We want to develop a version of the Euclid-Bézout algorithm for triples of natural numbers.
Let $n_1$, $n_2$, $n_3 \in \mathbb{N}$ but not all three zero. We define $\gcd(n_1, n_2, n_3) \in \mathbb{N}$ as the maximum natural number $d$ such that $d\mid n_1$ and $d\mid n_2$ and $d\mid n_3$. For example, $\gcd(70, 105, 770) = 35$, because $35$ is a common divisor and there is no a common divisor which is larger. Let three natural numbers be given (where not all three are $0$ as before, and the order does not matter) We will modify this triple and obtain another triple as follows: Let's call $a_1$ the smallest non-zero number among the three, and let's call $a_2$, $a_3$ the other two numbers. Let $r_2$ be the remainder of $a_2$ after division-with-remainder by $a_1$, and $r_3$ the remainder of $a_3$ after division- with-remainder by $a_1$. Let $b_1:= a_1$, $b_2:= r_2$, $b_3:= r_3$. So from the triple $a_1$, $a_2$, $a_3$ we get another triple $b_1$, $b_2$, $b_3$. For example the triple $70, 105, 770$ becomes the triple $70, 35, 0$. I have shown that $\gcd(a_1, a_2, a_3) = \gcd(b_1, b_2, b_3)$ and if $b_2 = b_3 = 0$ then $\gcd(b_1, b_2, b_3) = b_1$.

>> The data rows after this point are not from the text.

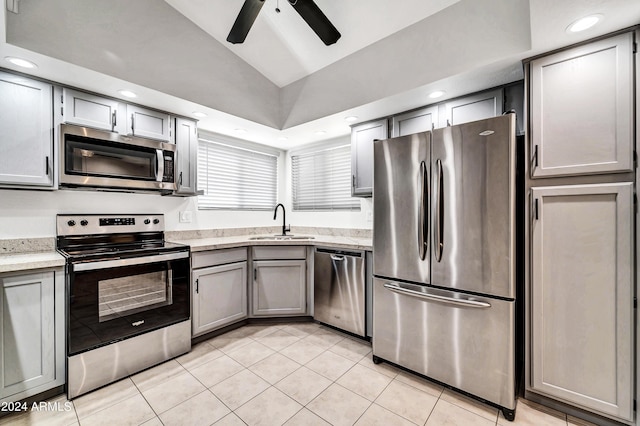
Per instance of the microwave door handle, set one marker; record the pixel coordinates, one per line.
(159, 165)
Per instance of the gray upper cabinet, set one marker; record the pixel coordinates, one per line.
(471, 108)
(187, 161)
(416, 121)
(582, 314)
(148, 123)
(581, 116)
(362, 137)
(89, 110)
(32, 330)
(26, 125)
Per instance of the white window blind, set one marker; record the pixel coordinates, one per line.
(321, 180)
(235, 178)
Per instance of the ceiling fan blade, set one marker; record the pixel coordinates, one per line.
(244, 21)
(319, 23)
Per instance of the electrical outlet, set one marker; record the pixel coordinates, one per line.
(186, 217)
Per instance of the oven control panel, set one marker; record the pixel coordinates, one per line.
(91, 224)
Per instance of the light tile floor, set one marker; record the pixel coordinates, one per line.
(292, 374)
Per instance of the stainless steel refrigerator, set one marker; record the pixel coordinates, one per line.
(444, 256)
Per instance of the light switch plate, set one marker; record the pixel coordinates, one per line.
(186, 217)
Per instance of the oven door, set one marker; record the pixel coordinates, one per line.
(114, 299)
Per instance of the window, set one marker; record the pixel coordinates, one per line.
(235, 177)
(321, 179)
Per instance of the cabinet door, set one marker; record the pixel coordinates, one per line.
(187, 153)
(26, 126)
(362, 137)
(412, 122)
(27, 332)
(148, 123)
(93, 111)
(582, 298)
(472, 108)
(279, 287)
(582, 109)
(219, 296)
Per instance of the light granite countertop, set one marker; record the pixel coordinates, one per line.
(40, 253)
(334, 241)
(15, 262)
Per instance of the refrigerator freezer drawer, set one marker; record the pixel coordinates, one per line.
(462, 340)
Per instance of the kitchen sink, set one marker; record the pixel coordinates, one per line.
(282, 237)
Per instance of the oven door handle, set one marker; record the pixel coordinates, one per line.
(117, 263)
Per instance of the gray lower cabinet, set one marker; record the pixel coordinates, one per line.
(32, 328)
(187, 157)
(581, 311)
(26, 126)
(362, 137)
(85, 109)
(279, 281)
(581, 109)
(219, 289)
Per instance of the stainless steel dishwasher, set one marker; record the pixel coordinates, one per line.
(339, 289)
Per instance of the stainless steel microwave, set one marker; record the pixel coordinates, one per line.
(100, 159)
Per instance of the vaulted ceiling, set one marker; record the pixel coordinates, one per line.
(283, 81)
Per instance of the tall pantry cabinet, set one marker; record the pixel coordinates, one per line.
(580, 275)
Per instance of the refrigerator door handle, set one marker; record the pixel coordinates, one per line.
(423, 208)
(438, 232)
(435, 298)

(i) Let $d = \gcd(a_1, a_2, a_3)$. If $s_1, s_2, s_3$ are three integers such that $s_1b_1 + s_2b_2 + s_3b_3 = d$, find three integers $t_1, t_2, t_3$ such that $t_1a_1 + t_2a_2 + t_3a_3 = d$. For instance, we choose $s_1 = 1$, $s_2 = 0$, $s_3 = 0$ if $b_2 = b_3 = 0$.
Can someone please help me on how to find those three integers?